Politics is perceived as the ritualistic act of voting yet the overwhelming majority of citizens are apathetic and do not want to get involved in politics. The notion of class itself is regularly challenged by the intellectuals. A frightening sort of class amnesia increasingly prevails. And the result is that the worst of bourgeois ideology  consumerism, individualism, xenophobia, racism, sexism, etc. permeates all facets of cultural life. Trump’s victory was not an aberration. He won in 2016 and retained his electoral base in 2020 because a majority of citizens embraced his populaist ideology - “friendly fascism,” authoritarianism at the expense of the poor and the vulnerable, couched in the slogans of anti-Big Government and draining the swamp, leaving the corporate aristocracy to reap the benefits of wanton deregulation and obscene-tax cuts. A toxic patriotism was a particularly pernicious component of the Trump years.

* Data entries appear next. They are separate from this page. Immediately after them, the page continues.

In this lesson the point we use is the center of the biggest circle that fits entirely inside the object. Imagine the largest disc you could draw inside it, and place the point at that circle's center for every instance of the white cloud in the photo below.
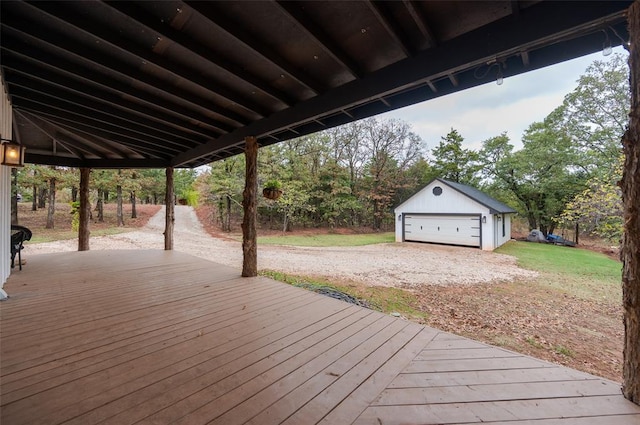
(488, 110)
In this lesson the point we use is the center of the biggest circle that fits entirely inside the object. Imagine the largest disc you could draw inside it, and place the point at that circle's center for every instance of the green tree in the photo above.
(542, 176)
(598, 209)
(453, 162)
(224, 183)
(392, 148)
(595, 114)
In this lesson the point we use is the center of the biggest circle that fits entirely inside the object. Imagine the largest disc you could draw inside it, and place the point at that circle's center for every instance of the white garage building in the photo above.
(447, 212)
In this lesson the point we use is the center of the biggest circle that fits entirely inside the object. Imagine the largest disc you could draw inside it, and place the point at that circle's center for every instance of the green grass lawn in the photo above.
(328, 239)
(583, 273)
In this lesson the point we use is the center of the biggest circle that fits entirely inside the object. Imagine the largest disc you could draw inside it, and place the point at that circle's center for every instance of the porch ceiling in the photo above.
(181, 83)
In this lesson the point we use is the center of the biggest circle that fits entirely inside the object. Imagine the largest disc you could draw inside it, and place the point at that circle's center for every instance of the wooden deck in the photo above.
(154, 337)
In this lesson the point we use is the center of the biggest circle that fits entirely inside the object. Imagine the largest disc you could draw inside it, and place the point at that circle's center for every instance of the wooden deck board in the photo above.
(154, 337)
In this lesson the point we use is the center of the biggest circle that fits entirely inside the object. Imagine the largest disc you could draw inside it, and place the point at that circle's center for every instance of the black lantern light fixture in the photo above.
(12, 154)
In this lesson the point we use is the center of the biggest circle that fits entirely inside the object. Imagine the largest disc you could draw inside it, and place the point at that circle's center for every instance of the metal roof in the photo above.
(495, 206)
(182, 83)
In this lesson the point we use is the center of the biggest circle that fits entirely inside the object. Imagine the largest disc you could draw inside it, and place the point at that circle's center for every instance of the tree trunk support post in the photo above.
(249, 205)
(84, 212)
(170, 217)
(631, 243)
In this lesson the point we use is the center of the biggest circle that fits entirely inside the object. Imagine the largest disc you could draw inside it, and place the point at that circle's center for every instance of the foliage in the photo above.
(191, 197)
(542, 176)
(598, 208)
(452, 162)
(75, 215)
(596, 113)
(273, 184)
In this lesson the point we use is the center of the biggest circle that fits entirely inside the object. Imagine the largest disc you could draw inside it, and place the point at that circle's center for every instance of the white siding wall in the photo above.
(5, 191)
(449, 202)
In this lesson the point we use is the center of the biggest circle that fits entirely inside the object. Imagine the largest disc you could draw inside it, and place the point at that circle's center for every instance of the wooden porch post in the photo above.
(631, 242)
(85, 205)
(249, 204)
(170, 217)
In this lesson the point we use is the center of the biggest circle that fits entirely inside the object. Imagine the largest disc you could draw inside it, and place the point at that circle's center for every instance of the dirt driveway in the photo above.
(407, 265)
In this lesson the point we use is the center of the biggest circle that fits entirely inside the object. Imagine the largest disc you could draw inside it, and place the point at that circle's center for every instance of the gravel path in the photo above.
(408, 265)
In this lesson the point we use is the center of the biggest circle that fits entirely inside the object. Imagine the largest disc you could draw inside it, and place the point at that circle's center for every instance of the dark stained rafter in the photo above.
(167, 68)
(183, 83)
(504, 38)
(380, 10)
(64, 73)
(242, 33)
(70, 102)
(66, 138)
(421, 22)
(92, 60)
(167, 32)
(294, 11)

Understandably, the left felt increasingly alienated and disempowered in the face of this stark reality. Unable to chart a path out of their isolation, leftists expend much of their time and energy in various tried and true activities, marches and demonstrations. Unfortunately, this is further evidence of the defensive and impotent state of the Left rather than its vitality. Campaigns became little more than media events. Likewise, there were numerous conferences to discuss and debate the myriad of issues with irate resolutions proclaimed and angry manifestoes published. However, most people were unaware of these. And rather than bringing together the resistance, there was a proliferation of disunity and internecine feuding.  loose federations, coalitions, networks, etc.– were without any clear-cut solution to the problem. Clarity and purpose remained elusive.

In spite of all this the situation is not hopeless. There is no reason to throw in the towel. Granted, it is frustrating that there exists no general agreement and understanding about what needs to be done, nor any clear sense of how to go about doing it. The obvious things that need to happen should be uniting the disparate single issue organisations into a unified, multi-faceted political movement; combating racism, sexism, sectarianism; rebuilding the labour movement with all the components of a platform for social transformation. In addition, the creation of a “counter-hegemony” to the capitalist media, educational institutions, social and cultural organisations is necessary to fight for the hearts and minds of the people. 

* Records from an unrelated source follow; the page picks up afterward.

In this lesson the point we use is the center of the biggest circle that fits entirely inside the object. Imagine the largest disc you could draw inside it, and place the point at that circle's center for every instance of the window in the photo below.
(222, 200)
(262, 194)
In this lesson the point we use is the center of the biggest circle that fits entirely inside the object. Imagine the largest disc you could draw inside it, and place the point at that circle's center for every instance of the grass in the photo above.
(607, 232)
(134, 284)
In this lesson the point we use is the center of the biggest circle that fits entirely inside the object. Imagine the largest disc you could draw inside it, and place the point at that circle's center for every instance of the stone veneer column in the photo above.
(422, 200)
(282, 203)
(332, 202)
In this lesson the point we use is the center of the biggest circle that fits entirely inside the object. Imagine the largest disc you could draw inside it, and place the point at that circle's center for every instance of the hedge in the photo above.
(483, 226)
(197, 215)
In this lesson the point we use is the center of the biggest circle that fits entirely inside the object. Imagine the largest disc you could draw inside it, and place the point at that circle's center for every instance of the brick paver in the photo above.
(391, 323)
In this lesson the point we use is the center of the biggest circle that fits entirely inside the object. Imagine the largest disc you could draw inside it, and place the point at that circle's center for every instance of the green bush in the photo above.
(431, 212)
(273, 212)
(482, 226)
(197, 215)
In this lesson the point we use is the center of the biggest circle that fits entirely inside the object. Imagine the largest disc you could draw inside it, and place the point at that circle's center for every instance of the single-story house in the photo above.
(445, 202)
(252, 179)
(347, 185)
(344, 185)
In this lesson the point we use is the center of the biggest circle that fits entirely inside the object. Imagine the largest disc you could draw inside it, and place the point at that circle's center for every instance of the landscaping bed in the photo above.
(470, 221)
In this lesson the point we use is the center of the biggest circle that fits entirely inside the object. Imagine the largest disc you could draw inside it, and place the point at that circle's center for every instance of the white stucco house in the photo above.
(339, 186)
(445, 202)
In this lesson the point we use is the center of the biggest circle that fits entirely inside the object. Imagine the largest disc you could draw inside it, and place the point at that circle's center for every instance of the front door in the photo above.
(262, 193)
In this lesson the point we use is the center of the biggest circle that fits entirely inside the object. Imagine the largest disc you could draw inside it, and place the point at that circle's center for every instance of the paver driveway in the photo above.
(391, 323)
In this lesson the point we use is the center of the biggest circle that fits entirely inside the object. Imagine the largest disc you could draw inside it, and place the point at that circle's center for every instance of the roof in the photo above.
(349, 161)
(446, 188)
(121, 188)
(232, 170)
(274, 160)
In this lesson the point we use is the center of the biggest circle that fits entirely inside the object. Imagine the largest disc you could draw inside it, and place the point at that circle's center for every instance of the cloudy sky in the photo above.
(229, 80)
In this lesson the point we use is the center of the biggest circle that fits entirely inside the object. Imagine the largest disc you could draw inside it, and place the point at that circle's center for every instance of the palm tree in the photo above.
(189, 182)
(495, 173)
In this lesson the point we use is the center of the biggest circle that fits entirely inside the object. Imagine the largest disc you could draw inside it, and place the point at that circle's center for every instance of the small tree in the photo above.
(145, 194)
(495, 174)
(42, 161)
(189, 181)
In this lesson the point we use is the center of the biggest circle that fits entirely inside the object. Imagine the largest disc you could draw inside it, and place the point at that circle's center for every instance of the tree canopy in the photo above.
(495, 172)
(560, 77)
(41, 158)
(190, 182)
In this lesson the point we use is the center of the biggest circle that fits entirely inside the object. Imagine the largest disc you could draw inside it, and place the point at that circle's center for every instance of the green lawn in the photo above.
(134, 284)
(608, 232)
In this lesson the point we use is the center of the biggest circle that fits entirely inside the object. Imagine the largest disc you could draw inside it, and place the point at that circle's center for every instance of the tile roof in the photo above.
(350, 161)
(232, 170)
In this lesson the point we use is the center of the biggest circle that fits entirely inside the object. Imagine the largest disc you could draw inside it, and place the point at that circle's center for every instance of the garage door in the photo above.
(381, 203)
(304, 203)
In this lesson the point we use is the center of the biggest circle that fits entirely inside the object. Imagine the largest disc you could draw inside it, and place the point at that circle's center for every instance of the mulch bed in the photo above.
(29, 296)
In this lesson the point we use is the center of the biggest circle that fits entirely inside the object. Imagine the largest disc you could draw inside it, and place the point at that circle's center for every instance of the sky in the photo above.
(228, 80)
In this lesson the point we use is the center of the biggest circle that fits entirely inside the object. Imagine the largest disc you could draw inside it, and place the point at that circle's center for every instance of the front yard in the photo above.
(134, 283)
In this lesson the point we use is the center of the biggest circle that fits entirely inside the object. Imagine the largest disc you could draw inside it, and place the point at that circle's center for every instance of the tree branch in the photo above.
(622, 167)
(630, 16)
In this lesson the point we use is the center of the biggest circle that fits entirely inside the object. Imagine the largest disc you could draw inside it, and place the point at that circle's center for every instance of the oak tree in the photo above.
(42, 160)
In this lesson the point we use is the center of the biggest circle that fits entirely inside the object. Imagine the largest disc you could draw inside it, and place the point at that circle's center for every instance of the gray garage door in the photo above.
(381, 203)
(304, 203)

 Socialists must look beyond the immediate situation and be willing to outline a vision of a future society. It is increasingly apparent that the issue is how goods are produce and distributed and who owns the means of production and how work is organised and administered. It is not only the fact that the planet cannot possibly sustain capitalism’s wasteful, toxic-ridden economic system on a global scale. Besides being ecologically infeasible, the unrelenting drive for increased growth is threatening to permanently subvert the struggle for human liberation itself.  “Freedom” is equated with the right to consume. And, in turn, people themselves have become commodities, reduced to little more than another expendable raw material. A technocratic faith in expanding production has become synonymous with “progress”, the mindless consumerism and the ever-expanding creation of “needs.

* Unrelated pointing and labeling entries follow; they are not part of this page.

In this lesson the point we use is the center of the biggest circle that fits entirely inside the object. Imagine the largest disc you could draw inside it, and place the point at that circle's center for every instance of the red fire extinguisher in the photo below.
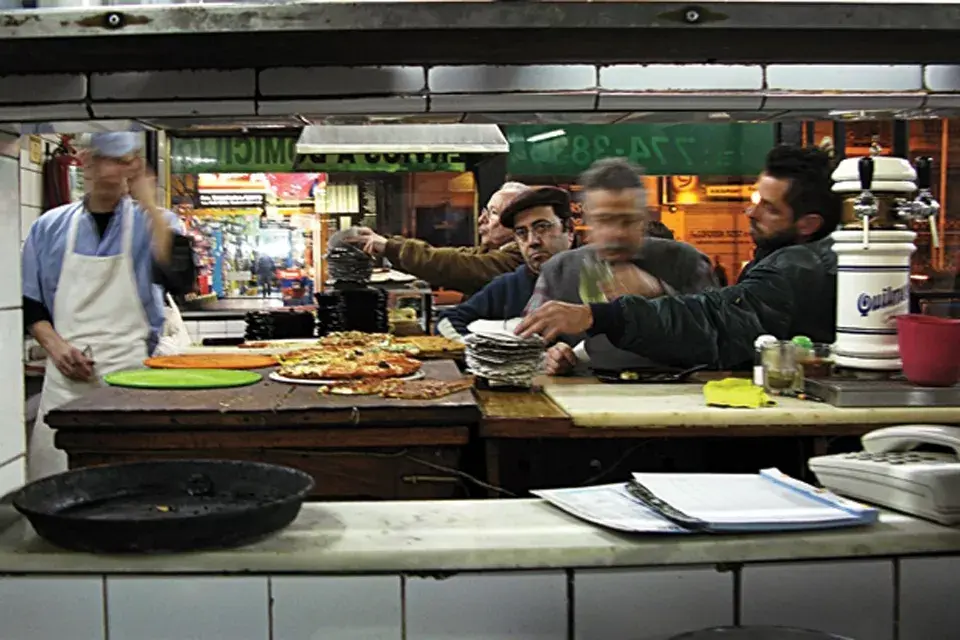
(62, 176)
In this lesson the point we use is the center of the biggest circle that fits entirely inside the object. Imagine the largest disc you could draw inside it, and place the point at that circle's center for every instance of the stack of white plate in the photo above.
(495, 353)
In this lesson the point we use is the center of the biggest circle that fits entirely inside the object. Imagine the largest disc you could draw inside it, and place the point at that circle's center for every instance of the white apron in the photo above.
(97, 305)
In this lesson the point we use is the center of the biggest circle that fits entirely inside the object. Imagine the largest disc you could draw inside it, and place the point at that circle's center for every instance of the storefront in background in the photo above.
(699, 177)
(428, 195)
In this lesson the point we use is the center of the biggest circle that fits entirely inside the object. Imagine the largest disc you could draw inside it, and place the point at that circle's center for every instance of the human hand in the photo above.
(630, 280)
(555, 319)
(70, 361)
(560, 359)
(369, 241)
(143, 185)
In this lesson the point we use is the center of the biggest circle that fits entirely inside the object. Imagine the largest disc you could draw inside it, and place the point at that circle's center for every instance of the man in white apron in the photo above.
(88, 266)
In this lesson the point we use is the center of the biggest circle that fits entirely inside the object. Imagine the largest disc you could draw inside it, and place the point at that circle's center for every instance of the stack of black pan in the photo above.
(171, 505)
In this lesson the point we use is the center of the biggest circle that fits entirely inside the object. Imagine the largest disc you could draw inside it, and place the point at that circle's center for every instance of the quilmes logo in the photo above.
(867, 303)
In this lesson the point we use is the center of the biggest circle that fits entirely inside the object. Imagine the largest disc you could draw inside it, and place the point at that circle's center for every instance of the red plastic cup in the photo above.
(929, 349)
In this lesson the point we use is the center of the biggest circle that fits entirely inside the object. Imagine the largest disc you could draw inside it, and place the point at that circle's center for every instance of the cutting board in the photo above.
(182, 378)
(594, 404)
(212, 361)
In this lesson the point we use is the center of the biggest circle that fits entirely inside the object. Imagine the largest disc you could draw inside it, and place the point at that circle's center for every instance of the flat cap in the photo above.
(553, 197)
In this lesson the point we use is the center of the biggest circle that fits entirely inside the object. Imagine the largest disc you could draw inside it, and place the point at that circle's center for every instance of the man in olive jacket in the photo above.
(789, 289)
(463, 269)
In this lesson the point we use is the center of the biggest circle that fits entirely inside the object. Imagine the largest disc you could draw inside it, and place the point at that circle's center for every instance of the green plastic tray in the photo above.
(182, 378)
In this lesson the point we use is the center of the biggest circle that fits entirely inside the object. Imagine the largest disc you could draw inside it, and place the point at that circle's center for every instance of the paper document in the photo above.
(768, 501)
(609, 505)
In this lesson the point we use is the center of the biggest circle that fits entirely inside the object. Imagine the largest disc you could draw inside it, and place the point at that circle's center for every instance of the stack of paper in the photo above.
(716, 503)
(494, 352)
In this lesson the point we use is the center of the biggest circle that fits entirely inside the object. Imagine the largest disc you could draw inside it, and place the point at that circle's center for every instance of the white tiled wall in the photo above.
(12, 432)
(853, 599)
(55, 607)
(494, 606)
(349, 608)
(650, 604)
(197, 608)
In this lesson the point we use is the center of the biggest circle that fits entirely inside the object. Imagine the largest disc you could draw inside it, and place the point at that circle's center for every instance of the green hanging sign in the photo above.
(278, 154)
(733, 149)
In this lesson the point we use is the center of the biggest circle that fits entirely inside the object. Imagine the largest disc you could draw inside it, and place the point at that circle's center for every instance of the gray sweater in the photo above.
(679, 266)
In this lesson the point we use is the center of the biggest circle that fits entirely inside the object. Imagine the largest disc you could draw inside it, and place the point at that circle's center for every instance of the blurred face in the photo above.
(108, 177)
(540, 234)
(492, 233)
(772, 223)
(616, 220)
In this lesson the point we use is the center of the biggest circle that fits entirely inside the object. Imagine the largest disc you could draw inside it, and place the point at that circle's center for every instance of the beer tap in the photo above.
(865, 206)
(924, 206)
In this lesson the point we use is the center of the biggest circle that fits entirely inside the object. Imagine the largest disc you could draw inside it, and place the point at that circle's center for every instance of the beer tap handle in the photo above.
(866, 172)
(924, 166)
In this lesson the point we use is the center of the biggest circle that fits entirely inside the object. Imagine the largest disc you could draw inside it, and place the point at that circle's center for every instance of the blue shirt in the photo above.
(47, 241)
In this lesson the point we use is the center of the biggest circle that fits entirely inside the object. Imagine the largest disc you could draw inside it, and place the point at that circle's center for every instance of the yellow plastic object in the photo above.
(735, 392)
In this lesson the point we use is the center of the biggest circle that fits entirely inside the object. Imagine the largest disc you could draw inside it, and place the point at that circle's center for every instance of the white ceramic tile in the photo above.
(194, 330)
(9, 232)
(928, 597)
(13, 475)
(159, 608)
(852, 598)
(31, 187)
(12, 432)
(28, 215)
(491, 606)
(236, 328)
(337, 608)
(49, 608)
(650, 604)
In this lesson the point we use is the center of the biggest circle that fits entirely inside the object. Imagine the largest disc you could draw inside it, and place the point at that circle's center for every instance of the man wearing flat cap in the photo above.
(89, 273)
(542, 227)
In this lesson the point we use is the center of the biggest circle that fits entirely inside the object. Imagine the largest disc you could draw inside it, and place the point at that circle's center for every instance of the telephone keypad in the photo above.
(899, 457)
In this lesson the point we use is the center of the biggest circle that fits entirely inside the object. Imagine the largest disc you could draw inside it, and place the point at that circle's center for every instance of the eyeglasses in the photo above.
(488, 213)
(540, 229)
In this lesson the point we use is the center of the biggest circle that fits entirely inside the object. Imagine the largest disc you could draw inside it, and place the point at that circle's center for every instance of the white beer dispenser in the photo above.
(873, 246)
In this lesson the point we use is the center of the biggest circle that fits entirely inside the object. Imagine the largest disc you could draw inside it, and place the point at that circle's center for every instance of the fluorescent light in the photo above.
(547, 135)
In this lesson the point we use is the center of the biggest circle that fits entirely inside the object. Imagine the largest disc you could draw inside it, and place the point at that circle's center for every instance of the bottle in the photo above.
(758, 346)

A model of socialism must be envisioned which transcends the capitalism of growth/productionist itself, one that establishes a new ecological relationship between human needs and the environment. In other words, a socialism that is not only democratic, non-exploitative, egalitarian, and internationalist but one that thoroughly replaces capitalism in toto, if humankind is to avoid the path of barbarism or collective self-annihilation.